Lors d’un récent entretien avec le magazine belge Bizz, vous avez confié établir des plannings stricts et ambitieux pour la majorité de vos projets… et ensuite diviser cette durée par deux. Pourquoi être aussi exigeant ?
Il fait laisser à une équipe le temps de réaliser quel est le défi et comment attaquer les difficultés. Les planning initiaux sont donc prudents. Mais dès que la machine tourne, il ne faut pas oublier de changer de vitesse. Pour faire un parallèle, une fois qu’on maîtrise sa voiture, il faut accélérer pour tirer profit de la performance et de la souplesse du moteur ! Pour revenir à ce projet européen, mené à bien en deux ans et demi au lieu des trois prévus, je suis surtout très reconnaissant d’avoir pu compter sur une équipe multinationale et un leadership aussi excellent que celui de Karsten Soderberg, le directeur du projet.

Vos collaborateurs se plaignent-ils de délais aussi serrés ? Comment vous assurez-vous de leur soutien ?
Je n’ai jamais reçu de plaintes, même si cela fut parfois extrêmement dur ! Avoir une vision claire et des dirigeants exigeants est, d’une certaine façon, réconfortant. Au moins, tout le monde se rend compte de ce qu’il y a à faire, et dispose des outils nécessaires et des ressources compétentes pour y parvenir. En tant que membre de la direction, votre responsabilité est d’assurer aux collaborateurs qu’ils peuvent se concentrer sur le projet, et que la direction prend soin de faire passer les décisions et les changements nécessaires dans l’organisation pour créer l’environnement dans lequel ce projet peut aboutir. C’est bien eux qui doivent être convaincus que leur planning est ambitieux et réaliste en même temps.

Finalement, comment résumeriez-vous votre style de management ?
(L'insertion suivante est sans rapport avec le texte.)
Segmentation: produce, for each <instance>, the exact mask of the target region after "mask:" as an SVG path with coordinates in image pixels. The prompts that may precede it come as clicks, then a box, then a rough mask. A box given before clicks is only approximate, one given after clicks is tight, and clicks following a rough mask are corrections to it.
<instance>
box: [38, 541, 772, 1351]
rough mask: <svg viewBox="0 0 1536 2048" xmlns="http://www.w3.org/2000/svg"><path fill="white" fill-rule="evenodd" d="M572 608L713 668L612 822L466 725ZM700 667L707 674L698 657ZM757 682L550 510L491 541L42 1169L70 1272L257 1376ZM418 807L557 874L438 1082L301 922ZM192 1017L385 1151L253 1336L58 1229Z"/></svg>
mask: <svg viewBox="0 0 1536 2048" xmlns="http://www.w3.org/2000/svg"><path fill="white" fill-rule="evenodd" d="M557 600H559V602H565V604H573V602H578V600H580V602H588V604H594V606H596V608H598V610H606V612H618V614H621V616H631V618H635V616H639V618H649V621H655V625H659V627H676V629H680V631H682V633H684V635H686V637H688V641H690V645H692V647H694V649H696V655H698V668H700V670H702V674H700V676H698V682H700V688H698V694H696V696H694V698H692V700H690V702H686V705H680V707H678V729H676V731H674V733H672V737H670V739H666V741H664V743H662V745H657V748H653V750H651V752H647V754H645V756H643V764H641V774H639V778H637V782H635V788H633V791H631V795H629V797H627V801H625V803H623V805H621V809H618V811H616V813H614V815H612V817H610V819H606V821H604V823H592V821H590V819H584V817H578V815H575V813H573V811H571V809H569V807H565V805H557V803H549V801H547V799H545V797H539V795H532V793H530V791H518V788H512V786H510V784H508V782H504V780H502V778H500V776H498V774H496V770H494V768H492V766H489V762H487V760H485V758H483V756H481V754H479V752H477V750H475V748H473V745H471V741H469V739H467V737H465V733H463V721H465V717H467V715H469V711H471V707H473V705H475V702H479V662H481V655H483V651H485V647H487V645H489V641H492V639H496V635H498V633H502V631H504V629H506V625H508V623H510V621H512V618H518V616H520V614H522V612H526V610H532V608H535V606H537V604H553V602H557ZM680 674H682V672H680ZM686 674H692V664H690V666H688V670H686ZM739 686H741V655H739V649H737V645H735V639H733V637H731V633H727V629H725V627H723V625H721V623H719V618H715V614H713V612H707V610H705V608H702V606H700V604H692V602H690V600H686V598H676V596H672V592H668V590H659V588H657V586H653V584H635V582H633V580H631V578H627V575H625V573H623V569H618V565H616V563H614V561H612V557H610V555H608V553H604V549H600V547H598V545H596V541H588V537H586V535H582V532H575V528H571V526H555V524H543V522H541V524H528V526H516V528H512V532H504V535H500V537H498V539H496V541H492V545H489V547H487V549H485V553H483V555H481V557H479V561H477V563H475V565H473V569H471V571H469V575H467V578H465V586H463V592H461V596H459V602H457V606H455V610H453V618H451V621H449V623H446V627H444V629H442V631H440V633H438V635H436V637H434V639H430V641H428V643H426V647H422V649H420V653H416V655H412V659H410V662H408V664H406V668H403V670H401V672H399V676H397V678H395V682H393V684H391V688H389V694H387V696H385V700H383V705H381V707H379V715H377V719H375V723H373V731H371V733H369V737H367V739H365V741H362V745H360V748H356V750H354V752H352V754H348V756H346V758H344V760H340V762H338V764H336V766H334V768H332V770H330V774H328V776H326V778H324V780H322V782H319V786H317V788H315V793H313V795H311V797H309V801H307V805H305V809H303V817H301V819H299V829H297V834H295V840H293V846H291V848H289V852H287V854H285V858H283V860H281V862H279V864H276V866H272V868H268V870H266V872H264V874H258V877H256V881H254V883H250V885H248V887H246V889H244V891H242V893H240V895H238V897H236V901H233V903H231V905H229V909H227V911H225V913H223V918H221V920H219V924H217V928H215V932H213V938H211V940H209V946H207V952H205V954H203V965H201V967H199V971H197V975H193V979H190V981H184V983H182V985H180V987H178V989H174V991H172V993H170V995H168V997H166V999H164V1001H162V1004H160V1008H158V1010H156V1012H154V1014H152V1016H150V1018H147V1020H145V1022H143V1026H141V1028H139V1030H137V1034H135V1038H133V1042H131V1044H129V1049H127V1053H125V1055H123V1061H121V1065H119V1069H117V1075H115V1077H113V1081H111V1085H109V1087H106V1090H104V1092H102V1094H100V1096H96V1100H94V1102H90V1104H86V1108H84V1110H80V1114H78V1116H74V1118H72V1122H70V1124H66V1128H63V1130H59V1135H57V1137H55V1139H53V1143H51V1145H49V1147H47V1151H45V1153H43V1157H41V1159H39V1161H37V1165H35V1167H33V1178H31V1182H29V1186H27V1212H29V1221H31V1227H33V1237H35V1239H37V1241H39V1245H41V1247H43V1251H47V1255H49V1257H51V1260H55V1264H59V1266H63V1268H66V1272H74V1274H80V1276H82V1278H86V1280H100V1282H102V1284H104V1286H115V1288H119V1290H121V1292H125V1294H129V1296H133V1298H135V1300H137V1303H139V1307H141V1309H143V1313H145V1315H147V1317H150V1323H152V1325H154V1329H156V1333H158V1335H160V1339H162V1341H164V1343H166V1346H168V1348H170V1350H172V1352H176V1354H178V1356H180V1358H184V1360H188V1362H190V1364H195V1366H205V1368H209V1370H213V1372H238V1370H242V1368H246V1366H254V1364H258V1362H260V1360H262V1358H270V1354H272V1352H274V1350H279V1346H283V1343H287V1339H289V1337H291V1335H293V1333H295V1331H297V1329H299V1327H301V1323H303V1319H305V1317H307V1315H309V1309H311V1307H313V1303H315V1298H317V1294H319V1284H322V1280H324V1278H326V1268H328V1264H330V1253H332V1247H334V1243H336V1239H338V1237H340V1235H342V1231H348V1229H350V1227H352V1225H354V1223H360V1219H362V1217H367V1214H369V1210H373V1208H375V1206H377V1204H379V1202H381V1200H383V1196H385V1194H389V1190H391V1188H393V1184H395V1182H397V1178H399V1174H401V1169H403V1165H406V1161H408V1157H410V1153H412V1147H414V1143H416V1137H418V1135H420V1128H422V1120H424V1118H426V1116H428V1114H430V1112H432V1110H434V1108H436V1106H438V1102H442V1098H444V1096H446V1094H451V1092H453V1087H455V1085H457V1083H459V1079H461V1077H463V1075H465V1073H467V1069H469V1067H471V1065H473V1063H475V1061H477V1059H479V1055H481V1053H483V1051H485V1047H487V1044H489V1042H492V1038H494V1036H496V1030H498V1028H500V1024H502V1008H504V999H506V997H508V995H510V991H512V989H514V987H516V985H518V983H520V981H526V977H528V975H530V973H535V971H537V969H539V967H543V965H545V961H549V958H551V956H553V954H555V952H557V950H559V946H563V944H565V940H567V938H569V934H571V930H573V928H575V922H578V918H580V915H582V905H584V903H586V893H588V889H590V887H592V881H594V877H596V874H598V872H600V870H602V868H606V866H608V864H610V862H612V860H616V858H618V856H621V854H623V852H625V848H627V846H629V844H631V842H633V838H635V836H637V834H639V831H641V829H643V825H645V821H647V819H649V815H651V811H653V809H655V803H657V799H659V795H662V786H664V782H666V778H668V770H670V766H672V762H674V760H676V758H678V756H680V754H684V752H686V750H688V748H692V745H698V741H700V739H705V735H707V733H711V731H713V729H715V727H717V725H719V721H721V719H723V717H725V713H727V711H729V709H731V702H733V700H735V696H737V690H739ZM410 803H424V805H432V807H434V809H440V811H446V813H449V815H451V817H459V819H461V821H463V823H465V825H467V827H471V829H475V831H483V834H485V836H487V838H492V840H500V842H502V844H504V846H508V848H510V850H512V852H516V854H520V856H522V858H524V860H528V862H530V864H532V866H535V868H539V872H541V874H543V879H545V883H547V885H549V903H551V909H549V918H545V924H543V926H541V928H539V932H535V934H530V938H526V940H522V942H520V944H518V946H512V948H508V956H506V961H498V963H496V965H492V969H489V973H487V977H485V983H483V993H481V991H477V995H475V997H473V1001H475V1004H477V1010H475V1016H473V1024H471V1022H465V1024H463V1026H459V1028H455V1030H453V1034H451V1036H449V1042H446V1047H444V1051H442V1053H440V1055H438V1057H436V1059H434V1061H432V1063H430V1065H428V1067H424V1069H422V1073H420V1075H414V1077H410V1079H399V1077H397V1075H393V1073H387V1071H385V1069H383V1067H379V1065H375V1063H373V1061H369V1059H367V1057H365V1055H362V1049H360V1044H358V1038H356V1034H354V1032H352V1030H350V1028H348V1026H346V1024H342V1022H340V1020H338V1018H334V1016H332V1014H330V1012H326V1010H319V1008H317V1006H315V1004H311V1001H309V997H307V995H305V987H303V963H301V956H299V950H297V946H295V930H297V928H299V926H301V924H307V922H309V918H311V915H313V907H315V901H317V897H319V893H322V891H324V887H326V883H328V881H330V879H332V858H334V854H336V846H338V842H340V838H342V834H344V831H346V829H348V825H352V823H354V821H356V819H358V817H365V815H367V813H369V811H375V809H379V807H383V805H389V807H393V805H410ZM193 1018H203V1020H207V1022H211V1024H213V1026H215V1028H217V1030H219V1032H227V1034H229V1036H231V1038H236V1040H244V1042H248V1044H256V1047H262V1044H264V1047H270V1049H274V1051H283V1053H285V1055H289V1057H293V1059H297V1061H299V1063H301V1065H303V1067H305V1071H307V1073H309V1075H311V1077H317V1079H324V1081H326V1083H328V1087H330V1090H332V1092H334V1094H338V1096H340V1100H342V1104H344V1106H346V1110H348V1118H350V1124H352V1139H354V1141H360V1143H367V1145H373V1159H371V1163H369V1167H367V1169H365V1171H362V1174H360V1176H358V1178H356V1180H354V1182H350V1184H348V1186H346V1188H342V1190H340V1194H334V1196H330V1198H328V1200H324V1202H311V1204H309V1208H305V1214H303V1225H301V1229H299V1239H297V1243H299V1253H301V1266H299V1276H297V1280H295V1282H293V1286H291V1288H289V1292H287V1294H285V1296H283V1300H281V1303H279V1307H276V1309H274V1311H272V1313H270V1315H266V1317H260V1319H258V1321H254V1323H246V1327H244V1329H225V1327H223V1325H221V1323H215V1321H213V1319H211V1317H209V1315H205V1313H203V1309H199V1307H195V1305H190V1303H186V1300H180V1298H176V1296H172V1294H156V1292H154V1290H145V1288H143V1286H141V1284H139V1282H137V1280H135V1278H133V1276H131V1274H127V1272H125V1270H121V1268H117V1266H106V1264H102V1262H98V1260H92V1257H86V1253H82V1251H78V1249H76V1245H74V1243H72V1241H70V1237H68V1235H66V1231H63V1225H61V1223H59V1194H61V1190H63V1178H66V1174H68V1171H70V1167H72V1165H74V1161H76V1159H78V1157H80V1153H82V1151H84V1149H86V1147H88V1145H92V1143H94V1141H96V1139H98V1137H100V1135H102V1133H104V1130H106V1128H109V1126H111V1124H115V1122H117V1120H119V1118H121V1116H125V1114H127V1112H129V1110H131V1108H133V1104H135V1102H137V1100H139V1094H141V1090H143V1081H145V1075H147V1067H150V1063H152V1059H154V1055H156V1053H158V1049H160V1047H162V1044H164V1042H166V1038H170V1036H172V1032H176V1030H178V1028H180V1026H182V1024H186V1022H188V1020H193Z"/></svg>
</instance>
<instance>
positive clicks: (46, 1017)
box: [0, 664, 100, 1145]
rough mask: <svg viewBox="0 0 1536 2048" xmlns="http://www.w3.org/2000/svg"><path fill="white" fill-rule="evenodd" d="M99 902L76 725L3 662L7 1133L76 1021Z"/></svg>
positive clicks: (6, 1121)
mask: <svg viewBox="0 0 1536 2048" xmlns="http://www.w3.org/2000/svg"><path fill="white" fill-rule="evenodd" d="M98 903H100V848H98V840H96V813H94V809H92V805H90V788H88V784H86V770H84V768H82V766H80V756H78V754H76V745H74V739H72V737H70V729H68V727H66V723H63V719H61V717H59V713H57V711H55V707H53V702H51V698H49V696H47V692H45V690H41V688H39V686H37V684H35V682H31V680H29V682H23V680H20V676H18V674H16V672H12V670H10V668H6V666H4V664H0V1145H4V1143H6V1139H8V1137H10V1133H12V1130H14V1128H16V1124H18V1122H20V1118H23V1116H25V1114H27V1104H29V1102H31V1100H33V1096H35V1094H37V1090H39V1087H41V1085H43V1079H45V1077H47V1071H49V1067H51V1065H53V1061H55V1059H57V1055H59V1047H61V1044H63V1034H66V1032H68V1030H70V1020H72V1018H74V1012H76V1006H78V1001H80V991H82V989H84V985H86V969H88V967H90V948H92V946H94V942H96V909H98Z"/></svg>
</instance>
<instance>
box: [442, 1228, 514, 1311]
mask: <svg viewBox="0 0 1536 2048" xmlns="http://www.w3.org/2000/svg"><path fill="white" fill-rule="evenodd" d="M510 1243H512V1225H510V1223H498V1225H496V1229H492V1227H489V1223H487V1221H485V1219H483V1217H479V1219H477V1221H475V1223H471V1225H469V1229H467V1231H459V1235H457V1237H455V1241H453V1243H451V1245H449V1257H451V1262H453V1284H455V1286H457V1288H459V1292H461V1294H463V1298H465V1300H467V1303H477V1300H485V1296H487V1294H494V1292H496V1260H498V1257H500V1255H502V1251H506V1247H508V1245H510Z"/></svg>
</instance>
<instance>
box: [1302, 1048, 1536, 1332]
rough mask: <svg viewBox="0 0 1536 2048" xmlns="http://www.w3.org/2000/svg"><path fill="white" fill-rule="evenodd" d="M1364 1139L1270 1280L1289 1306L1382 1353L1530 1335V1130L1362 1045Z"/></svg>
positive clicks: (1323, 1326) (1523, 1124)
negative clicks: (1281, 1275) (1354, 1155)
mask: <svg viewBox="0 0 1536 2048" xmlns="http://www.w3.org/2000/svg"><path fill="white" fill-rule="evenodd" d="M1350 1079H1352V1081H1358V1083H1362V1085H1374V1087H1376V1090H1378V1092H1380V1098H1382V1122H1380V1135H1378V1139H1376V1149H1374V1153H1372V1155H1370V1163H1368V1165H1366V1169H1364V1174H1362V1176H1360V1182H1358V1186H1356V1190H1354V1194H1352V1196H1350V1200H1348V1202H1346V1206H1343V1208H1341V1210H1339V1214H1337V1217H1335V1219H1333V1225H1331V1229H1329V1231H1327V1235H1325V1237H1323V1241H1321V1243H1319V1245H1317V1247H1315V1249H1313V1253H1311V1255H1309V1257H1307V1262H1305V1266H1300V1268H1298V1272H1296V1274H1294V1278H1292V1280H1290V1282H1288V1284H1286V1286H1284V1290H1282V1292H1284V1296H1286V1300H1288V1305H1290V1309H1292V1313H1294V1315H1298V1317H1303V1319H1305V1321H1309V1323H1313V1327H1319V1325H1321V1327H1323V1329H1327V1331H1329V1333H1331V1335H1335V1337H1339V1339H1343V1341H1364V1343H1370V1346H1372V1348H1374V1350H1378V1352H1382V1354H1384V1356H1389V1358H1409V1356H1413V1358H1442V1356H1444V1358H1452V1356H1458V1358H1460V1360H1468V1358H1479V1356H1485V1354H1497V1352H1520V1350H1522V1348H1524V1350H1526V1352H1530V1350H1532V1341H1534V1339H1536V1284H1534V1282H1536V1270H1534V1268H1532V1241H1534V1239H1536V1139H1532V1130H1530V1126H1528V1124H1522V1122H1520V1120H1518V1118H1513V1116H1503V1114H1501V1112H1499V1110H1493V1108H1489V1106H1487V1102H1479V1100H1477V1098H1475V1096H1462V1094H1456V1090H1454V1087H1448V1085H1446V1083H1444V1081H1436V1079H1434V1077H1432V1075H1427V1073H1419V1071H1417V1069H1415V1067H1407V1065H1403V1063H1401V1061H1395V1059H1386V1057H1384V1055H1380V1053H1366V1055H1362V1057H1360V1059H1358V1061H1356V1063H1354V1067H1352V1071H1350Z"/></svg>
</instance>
Avant tout, il est important de se rendre compte qu’il n’y a pas de style «passe-partout». Il y a certainement des organisations dans lesquelles mon style serait moins adapté. Au sein de Pioneer, le style ouvert, franc et audacieux est apprécié. Cela dit, je me rappelle certains moments où l’équipe de direction s’est réunie pour discuter du style qui serait approprié pour certaines phases. Durant un projet, il faut être ouvert et se rendre compte de la réalité… peut-être que c’est ça le style de management que je préfère. De toutes façons, il y a des éléments qui seront toujours importants : se fixer des objectifs clairs et ambitieux, être transparent vis-à-vis des valeurs que l’on défend, être ouvert au dialogue, fournir les ressources nécessaires et assurer une communication continue avec les actionnaires, en utilisant tous les canaux possibles. Enfin, selon l’expression anglaise consacrée, «walk the talk» (faîtes ce que vous dîtes, joignez l’action à la parole).